Bekar evi sonuçta, 30 yaşında körpe bir gencin evi, gür saçlı sağlıklı bir erkek evi. Tavukları haşladım da birincil önceliğim olmayan saklama kabı alışverişini yapmamıştım. Evde uygun buldugum bir kaba koydum yanına da sanki evlenecekmişim ama evde kalıp çeyizimi açmışım gibi neden bende oldugunu bilmediğim 12 kişilik yemek takımımdan bir çatal bıçak attım. Metal, böyle işlemeli işlemeli, tek bir modern ve minimal tasarım ögesi içermeyen, baya kapıcı.
Saklama kabım çok iyi saklama özellikleri barındırmadıgı için çatal ve bıçağımla birlkte bir migros poşetine koydum ve poşeti de paket lastikleriyle bir güzel paketledim. Sonuçta çantamın içinde kim görecek, yemek vakti gelince de gizlice çıkarıp yiyeceğim.

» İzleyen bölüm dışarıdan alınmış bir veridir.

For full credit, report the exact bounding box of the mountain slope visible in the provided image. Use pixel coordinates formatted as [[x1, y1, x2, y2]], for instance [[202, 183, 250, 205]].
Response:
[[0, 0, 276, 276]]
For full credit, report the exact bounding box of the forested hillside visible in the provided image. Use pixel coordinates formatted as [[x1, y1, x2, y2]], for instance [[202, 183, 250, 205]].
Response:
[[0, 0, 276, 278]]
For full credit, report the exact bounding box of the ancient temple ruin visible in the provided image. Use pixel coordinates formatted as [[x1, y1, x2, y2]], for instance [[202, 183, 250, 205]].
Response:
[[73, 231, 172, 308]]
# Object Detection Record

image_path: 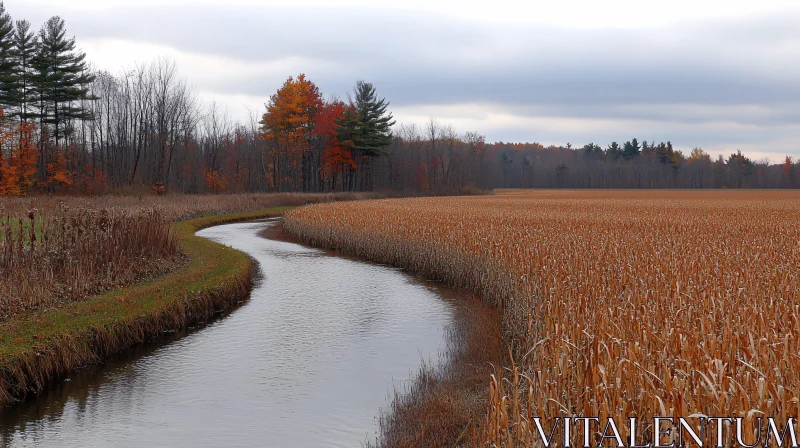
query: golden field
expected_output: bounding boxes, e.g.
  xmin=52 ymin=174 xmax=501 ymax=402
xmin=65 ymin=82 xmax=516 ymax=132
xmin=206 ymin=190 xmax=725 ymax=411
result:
xmin=285 ymin=190 xmax=800 ymax=446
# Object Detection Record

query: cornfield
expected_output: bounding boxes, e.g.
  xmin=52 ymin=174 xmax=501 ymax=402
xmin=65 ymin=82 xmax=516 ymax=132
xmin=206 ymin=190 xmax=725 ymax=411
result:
xmin=285 ymin=191 xmax=800 ymax=446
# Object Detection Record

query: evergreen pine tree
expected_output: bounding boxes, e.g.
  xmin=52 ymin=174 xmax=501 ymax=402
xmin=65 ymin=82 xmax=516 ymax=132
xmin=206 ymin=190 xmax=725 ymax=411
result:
xmin=32 ymin=16 xmax=94 ymax=145
xmin=346 ymin=81 xmax=395 ymax=157
xmin=622 ymin=138 xmax=641 ymax=160
xmin=0 ymin=1 xmax=18 ymax=115
xmin=13 ymin=20 xmax=39 ymax=121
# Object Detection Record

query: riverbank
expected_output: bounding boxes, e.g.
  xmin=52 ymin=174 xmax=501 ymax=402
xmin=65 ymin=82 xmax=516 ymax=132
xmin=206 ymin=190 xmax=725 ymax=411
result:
xmin=282 ymin=206 xmax=506 ymax=448
xmin=0 ymin=207 xmax=292 ymax=405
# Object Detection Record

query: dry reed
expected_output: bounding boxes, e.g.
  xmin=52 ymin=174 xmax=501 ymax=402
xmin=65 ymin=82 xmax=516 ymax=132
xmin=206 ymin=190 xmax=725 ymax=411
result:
xmin=0 ymin=193 xmax=376 ymax=322
xmin=286 ymin=191 xmax=800 ymax=446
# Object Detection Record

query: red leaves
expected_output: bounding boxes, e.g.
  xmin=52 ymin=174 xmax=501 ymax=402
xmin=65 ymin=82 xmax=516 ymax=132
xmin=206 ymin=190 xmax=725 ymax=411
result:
xmin=0 ymin=120 xmax=39 ymax=196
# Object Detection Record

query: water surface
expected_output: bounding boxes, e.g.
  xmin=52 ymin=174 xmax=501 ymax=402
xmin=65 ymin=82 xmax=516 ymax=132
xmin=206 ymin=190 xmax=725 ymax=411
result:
xmin=0 ymin=221 xmax=453 ymax=447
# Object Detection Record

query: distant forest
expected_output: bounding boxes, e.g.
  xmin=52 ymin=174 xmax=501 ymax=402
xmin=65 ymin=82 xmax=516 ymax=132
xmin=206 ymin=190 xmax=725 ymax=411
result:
xmin=0 ymin=3 xmax=800 ymax=195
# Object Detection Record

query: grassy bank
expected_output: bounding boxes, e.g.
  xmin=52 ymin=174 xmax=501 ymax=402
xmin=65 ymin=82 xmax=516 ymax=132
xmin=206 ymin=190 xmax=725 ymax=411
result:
xmin=0 ymin=207 xmax=291 ymax=405
xmin=283 ymin=204 xmax=506 ymax=448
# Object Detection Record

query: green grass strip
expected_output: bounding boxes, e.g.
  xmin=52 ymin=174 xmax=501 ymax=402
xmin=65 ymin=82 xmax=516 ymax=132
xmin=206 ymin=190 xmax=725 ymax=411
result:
xmin=0 ymin=207 xmax=292 ymax=405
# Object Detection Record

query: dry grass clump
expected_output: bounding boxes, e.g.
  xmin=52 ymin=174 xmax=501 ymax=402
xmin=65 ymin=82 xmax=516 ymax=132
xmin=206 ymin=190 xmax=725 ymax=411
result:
xmin=286 ymin=191 xmax=800 ymax=446
xmin=376 ymin=297 xmax=502 ymax=448
xmin=0 ymin=207 xmax=178 ymax=320
xmin=0 ymin=193 xmax=386 ymax=221
xmin=0 ymin=193 xmax=377 ymax=322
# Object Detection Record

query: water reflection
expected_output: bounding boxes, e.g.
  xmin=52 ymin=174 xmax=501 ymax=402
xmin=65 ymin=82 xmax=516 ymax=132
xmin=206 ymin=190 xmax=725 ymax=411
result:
xmin=0 ymin=222 xmax=452 ymax=447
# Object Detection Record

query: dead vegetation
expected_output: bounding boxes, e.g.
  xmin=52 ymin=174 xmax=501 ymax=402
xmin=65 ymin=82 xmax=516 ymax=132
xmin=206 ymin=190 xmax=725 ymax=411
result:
xmin=0 ymin=193 xmax=373 ymax=322
xmin=285 ymin=191 xmax=800 ymax=446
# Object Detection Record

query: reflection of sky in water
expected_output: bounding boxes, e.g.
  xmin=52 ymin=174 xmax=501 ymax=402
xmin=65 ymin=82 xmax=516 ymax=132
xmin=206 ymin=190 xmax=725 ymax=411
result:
xmin=0 ymin=223 xmax=451 ymax=447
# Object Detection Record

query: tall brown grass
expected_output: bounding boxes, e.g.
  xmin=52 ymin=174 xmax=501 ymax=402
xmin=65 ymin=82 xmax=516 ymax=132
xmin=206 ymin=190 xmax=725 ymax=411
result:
xmin=0 ymin=207 xmax=178 ymax=320
xmin=285 ymin=191 xmax=800 ymax=446
xmin=0 ymin=193 xmax=376 ymax=321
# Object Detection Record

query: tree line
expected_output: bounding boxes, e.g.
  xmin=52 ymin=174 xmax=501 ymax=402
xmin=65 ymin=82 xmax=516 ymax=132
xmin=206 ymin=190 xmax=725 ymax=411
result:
xmin=0 ymin=2 xmax=800 ymax=195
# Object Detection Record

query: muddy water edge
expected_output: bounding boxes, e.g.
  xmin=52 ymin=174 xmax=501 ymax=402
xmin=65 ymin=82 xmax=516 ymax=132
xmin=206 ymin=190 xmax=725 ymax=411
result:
xmin=0 ymin=221 xmax=499 ymax=447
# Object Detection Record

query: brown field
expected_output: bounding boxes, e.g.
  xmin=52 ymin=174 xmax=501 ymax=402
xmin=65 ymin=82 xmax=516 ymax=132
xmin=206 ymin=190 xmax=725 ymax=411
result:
xmin=285 ymin=190 xmax=800 ymax=446
xmin=0 ymin=193 xmax=375 ymax=322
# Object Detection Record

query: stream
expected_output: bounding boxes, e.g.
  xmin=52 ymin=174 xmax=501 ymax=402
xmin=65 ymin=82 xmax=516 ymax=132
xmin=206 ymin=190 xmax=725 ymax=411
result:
xmin=0 ymin=220 xmax=456 ymax=447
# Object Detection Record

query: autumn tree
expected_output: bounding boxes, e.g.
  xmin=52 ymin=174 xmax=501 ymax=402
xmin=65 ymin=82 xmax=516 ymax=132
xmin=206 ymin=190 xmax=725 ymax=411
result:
xmin=260 ymin=74 xmax=322 ymax=191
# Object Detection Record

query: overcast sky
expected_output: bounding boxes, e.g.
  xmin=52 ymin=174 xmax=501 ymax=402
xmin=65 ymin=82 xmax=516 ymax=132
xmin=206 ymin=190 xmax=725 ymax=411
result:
xmin=5 ymin=0 xmax=800 ymax=162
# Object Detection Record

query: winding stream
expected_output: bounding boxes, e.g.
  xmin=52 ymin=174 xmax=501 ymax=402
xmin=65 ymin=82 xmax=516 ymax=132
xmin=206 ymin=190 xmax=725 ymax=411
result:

Kimse kimsenin çantasının içinde ne var bilmez, görmez kime ne. Spora giderken don da koyuyoruz sonuçta. Don ve ev yemeği aynı çanta da aman ne güzel. Ama spor yapıyoruz ve sağlıklıyız.

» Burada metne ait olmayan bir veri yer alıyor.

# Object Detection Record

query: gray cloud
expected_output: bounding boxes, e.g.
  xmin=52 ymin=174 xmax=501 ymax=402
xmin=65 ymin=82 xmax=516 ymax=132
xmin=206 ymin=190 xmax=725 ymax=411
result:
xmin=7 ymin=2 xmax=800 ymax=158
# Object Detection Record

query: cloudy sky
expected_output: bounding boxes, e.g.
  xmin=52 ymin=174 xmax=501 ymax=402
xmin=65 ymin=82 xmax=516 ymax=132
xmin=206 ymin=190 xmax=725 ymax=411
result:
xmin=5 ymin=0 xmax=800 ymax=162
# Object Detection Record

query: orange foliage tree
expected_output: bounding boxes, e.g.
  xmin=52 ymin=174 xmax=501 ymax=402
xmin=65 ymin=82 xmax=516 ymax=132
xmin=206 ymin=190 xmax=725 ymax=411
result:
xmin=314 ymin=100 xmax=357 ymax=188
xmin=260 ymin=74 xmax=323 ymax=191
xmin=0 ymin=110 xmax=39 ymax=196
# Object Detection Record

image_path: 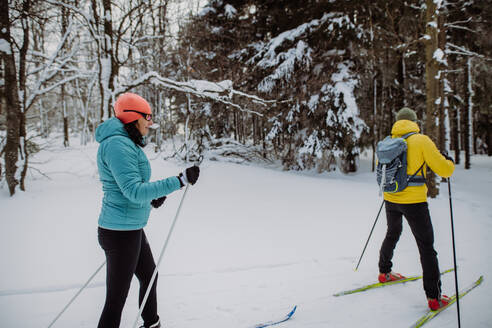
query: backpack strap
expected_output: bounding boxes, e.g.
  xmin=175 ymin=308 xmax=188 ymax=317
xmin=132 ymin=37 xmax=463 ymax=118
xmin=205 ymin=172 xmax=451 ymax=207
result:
xmin=407 ymin=162 xmax=427 ymax=186
xmin=401 ymin=132 xmax=417 ymax=139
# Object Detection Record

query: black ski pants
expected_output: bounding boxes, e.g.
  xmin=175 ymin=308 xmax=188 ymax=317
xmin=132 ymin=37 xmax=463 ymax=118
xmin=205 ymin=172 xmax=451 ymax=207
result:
xmin=97 ymin=227 xmax=159 ymax=328
xmin=379 ymin=201 xmax=441 ymax=298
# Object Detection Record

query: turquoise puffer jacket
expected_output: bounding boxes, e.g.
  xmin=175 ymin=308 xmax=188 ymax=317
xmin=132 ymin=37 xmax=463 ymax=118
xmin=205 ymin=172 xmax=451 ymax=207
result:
xmin=96 ymin=118 xmax=180 ymax=230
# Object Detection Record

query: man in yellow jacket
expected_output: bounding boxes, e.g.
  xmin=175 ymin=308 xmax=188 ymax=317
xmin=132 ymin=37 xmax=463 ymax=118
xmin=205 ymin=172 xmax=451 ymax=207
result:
xmin=378 ymin=107 xmax=454 ymax=310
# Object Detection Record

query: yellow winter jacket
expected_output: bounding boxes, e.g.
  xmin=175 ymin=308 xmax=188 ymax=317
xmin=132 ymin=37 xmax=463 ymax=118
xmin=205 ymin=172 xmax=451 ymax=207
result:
xmin=384 ymin=120 xmax=454 ymax=204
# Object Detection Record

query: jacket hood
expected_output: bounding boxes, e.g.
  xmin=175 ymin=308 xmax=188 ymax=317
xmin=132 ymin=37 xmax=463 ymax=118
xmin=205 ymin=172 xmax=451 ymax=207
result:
xmin=96 ymin=117 xmax=128 ymax=143
xmin=391 ymin=120 xmax=420 ymax=137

Sadete gelelim, bir güzel de sporumu yaptım, sonra da haşlanmış tavuğumu yedim. Sonra da aynı sekilde bulaşıklarımı aynı migros poşetine koyup aynı şeklide paket lastikleri ile paketleyip çantama, yine aynı sekilde donumun yanına koydum.

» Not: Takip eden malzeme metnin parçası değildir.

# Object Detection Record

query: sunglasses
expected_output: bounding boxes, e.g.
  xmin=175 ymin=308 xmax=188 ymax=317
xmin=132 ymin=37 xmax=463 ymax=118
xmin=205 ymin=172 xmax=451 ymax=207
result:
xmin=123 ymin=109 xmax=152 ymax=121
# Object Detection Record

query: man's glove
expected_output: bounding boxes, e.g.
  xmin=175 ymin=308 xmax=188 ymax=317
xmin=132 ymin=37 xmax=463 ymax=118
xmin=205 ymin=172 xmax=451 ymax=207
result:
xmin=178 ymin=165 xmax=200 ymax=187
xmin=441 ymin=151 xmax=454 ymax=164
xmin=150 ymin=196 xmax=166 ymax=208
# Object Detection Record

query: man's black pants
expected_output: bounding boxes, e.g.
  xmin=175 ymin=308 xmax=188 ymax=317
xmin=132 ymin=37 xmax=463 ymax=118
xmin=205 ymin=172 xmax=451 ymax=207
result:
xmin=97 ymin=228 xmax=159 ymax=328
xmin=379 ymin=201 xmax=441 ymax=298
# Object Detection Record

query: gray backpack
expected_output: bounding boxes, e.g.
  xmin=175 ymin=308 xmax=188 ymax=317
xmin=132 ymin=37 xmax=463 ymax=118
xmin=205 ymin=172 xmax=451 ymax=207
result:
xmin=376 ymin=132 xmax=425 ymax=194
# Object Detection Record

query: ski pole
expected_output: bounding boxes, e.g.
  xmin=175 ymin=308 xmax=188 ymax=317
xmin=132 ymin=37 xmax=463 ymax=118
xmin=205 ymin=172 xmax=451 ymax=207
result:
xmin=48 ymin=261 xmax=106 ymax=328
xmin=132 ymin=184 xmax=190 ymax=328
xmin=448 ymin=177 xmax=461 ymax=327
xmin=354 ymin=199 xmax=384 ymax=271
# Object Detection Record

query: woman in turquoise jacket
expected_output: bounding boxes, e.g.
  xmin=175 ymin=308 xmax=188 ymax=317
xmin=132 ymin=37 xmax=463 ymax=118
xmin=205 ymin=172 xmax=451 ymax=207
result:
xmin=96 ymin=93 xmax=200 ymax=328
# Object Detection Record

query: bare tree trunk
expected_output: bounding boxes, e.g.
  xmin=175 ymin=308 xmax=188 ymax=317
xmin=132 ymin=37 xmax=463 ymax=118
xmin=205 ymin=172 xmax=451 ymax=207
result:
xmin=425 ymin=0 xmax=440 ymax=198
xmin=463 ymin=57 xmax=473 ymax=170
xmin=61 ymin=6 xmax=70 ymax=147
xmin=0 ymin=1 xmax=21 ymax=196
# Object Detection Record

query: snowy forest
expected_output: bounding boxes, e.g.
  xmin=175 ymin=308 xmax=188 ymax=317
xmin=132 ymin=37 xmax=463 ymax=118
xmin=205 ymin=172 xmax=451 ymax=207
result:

Olay burda patlayacak sandınız di mi PATLAMADI
Öğlen saatlerine kadar herşey normaldi, Öğleden sonra Büyük bir GSM firması ile olan toplantıma gitmek üzere ofisten arkadaşlarımla yola çıktım, ofise geri dönmeyeceğim için de çantamı yanıma aldım. Toplantının gerçekleşeceği binaya vardık, kimliklerimizi verip ziyaretçi kartlarımızı aldık ve dedektöre doğru yürümeye başladık. Son derece şık ve havalıydık, çantamı cihaza koyarken güneş gözlüğümü gözümden çıkarıp lepiska gibi saçlarıma doğru kaldırarak kafamın üstüne taktım, ötmeden geçip güvenlik görevlilerine hayırlı işler dedim ve gülümsedim. Diğer iki arkadaşımda aynısını yaparak ilerlediler, BEN İLERLEYEMEDİM
“Beyefendi” dedi. “Çantanızda bıçak var”
Yaaaa hayatımda ilk defa evden işe yemek getiriyorum…Asla çölde safariye falan çıkmayacağım NET
Evet dedim…DON da var ona bişey demiyosun ama (bunu demedim)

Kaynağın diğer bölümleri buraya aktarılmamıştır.